Acórdão nº 69/15.3 BECTB de Tribunal Central Administrativo Sul, 2023-01-12

Data de Julgamento12 Janeiro 2023
Ano2023
Número Acordão69/15.3 BECTB
ÓrgãoTribunal Central Administrativo Sul
Acordam em conferência na Secção de Contencioso Administrativo do Tribunal Central Administrativo Sul:

Relatório
L… instaurou ação Administrativa comum, contra a S…- Autoestradas …, S.A., com vista a obter a condenação da ré a título de responsabilidade civil extracontratual, por acidente causado por animal. Foi interveniente A… – Sucursal em Portugal. O TAF de Castelo Branco, por sentença de 28.4.2019, julgou a ação parcialmente procedente, condenou a ré e a interveniente a pagar ao autor a quantia que se vier a apurar em sede de incidente de liquidação de sentença, a título de indemnização dos danos resultantes do sinistro ocorrido na A23, com o veículo com matrícula …-…-O…, e absolveu a ré e a interveniente do pagamento do montante peticionado a título de danos resultantes da privação do uso do veículo.
As demandadas, inconformadas com a decisão, interpuseram, cada uma, recurso de apelação.
A ré S... alegou e formulou as seguintes conclusões:
A. O presente recurso tem por objeto a douta sentença proferida no dia 28 de abril de 2019, que julgou parcialmente procedente a ação, tendo condenado a R. e a Interveniente no pagamento ao A. da quantia que se vier a apurar em sede de liquidação de sentença, e versa sobre a matéria de facto e de direito.
B. Não pode a R., ora Recorrente, conformar-se com a decisão do Tribunal a quo, por entender que a mesma padece de erro na apreciação da prova e na aplicação do Direito.
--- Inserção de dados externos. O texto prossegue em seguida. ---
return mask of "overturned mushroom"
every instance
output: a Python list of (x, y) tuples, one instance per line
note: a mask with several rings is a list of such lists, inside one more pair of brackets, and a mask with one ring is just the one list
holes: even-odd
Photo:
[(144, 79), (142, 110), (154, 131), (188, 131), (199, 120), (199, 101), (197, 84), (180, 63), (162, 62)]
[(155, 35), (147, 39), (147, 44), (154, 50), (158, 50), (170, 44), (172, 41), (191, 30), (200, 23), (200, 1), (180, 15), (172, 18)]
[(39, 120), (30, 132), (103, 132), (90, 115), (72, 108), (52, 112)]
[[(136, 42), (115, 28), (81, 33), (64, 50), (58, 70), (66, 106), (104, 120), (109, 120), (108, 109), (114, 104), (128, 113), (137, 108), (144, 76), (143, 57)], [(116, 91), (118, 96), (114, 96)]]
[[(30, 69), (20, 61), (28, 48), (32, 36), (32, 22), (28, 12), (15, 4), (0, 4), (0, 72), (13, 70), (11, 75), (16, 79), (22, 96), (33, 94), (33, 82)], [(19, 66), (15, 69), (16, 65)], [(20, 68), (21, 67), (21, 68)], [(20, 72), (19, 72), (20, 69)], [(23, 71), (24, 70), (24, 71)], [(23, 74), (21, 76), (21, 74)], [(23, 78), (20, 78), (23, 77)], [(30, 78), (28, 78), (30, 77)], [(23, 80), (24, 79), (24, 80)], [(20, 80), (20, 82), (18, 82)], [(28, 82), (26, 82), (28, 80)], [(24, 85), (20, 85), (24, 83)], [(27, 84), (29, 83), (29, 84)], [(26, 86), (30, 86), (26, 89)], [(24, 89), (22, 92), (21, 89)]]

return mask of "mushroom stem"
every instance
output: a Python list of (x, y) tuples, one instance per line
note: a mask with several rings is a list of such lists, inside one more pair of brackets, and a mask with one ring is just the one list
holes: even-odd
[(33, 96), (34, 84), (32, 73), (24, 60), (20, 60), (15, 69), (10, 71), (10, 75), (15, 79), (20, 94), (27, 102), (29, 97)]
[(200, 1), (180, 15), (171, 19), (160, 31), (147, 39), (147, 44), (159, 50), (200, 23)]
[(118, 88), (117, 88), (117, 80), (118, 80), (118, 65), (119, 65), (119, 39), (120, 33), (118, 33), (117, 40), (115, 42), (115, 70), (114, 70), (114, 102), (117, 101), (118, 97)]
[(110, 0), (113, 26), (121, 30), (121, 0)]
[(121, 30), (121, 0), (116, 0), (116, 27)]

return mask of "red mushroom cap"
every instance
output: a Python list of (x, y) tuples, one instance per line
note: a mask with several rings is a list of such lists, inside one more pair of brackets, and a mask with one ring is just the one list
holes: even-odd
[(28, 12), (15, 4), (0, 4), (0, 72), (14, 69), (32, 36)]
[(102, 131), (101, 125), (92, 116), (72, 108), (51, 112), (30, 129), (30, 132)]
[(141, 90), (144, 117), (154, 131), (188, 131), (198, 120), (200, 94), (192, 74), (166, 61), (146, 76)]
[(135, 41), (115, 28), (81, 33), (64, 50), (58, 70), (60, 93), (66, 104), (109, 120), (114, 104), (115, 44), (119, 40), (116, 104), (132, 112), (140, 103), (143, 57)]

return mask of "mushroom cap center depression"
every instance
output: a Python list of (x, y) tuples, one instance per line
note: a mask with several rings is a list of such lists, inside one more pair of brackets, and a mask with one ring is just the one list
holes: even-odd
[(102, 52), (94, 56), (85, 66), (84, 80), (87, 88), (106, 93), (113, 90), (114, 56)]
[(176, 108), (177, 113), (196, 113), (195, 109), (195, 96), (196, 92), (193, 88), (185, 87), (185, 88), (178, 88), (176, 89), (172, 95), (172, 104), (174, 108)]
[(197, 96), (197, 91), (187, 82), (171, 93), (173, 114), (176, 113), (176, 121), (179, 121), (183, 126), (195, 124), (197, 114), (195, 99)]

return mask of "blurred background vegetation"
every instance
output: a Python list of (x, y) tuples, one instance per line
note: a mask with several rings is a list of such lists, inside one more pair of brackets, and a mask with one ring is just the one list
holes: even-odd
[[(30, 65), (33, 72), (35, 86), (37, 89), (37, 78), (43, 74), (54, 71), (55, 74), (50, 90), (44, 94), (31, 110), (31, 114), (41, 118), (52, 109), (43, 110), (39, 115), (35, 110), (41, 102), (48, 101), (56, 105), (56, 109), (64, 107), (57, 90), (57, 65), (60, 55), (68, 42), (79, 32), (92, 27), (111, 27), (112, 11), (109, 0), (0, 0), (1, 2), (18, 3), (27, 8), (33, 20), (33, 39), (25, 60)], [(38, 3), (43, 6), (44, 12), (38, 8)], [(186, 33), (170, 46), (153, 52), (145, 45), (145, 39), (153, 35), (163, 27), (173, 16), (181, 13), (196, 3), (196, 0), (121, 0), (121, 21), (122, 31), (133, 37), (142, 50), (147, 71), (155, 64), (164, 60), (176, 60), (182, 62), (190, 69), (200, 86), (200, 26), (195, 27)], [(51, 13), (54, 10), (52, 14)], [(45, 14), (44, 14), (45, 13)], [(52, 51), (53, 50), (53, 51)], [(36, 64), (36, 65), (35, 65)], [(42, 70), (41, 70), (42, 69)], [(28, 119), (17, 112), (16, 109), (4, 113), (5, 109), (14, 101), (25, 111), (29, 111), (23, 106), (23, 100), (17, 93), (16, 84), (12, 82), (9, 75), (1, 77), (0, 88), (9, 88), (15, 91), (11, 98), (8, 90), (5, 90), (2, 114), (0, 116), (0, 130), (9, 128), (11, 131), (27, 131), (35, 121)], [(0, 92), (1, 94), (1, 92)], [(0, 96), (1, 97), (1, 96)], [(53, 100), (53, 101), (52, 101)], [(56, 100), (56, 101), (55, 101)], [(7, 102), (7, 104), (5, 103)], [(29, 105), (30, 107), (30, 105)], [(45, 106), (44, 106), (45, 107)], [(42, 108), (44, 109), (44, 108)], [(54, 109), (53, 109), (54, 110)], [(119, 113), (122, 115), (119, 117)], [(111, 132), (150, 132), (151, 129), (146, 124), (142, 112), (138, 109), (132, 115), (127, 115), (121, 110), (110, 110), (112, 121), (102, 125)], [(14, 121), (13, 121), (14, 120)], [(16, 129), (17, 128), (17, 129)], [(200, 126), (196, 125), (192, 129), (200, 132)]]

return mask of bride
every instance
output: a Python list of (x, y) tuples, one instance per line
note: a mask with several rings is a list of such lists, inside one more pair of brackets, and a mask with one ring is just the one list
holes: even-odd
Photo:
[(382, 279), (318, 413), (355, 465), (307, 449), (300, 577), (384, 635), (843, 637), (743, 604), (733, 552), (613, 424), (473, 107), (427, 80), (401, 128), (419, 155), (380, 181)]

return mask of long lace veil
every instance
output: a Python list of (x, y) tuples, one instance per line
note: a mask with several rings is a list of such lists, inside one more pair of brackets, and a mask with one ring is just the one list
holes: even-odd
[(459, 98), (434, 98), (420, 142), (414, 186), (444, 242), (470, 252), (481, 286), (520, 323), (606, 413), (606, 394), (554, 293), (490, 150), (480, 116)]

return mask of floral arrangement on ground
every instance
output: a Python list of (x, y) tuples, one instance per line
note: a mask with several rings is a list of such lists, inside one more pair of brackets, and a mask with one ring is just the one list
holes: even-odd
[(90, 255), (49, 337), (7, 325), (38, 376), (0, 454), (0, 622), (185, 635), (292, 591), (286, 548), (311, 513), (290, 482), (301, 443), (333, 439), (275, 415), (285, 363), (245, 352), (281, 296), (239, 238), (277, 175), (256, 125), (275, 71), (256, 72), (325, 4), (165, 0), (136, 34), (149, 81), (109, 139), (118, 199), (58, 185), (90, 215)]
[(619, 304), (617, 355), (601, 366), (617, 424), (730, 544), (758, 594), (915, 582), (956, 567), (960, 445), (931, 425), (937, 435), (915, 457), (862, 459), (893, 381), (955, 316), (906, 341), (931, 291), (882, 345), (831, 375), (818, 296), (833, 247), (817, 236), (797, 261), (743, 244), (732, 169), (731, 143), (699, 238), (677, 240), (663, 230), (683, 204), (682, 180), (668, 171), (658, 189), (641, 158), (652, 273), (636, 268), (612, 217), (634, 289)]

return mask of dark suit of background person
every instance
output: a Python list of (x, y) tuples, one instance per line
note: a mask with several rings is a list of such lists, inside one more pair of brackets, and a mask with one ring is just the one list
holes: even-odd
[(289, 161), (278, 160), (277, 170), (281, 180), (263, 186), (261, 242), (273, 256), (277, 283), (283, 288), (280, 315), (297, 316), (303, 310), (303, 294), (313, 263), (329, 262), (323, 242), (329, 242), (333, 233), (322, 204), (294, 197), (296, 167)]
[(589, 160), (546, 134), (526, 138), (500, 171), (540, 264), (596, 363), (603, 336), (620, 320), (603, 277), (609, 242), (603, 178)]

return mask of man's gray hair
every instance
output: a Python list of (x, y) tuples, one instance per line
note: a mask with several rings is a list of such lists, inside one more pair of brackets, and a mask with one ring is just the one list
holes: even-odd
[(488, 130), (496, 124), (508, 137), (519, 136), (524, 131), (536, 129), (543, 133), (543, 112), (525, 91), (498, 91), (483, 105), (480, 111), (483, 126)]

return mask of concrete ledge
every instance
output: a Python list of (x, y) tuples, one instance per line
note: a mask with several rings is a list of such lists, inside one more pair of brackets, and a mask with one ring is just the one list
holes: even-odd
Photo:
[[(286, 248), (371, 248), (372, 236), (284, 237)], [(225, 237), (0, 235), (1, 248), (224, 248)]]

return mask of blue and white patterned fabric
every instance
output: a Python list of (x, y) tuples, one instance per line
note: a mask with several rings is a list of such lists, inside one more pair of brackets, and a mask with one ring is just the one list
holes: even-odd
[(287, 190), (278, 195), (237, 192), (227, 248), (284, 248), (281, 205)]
C. Quanto à matéria de facto, realça-se o ponto 9 dos factos provados. Este ponto teve por base o depoimento da testemunha P…, quando no seu depoimento refere que “O separador nessa zona é um separador rígido é em betão tem ali cerca de 80, 85 cm de altura e dos registos que fui ver do processo interno, a ocorrência deu-se entre os 2 ramais do nó” [1:35:08.3].
D. Não obstante o depoimento se ter cingido ao supra transcrito, o Tribunal a quo retirou a seguinte conclusão: “Importa considerar que, tal como como foi referido pela testemunha da Ré P…, as duas vias estão divididas por um separador central de betão com cerca de 80/85cm, o que torna viável a passagem, de um lado para o outro, de um cão de porte médio”.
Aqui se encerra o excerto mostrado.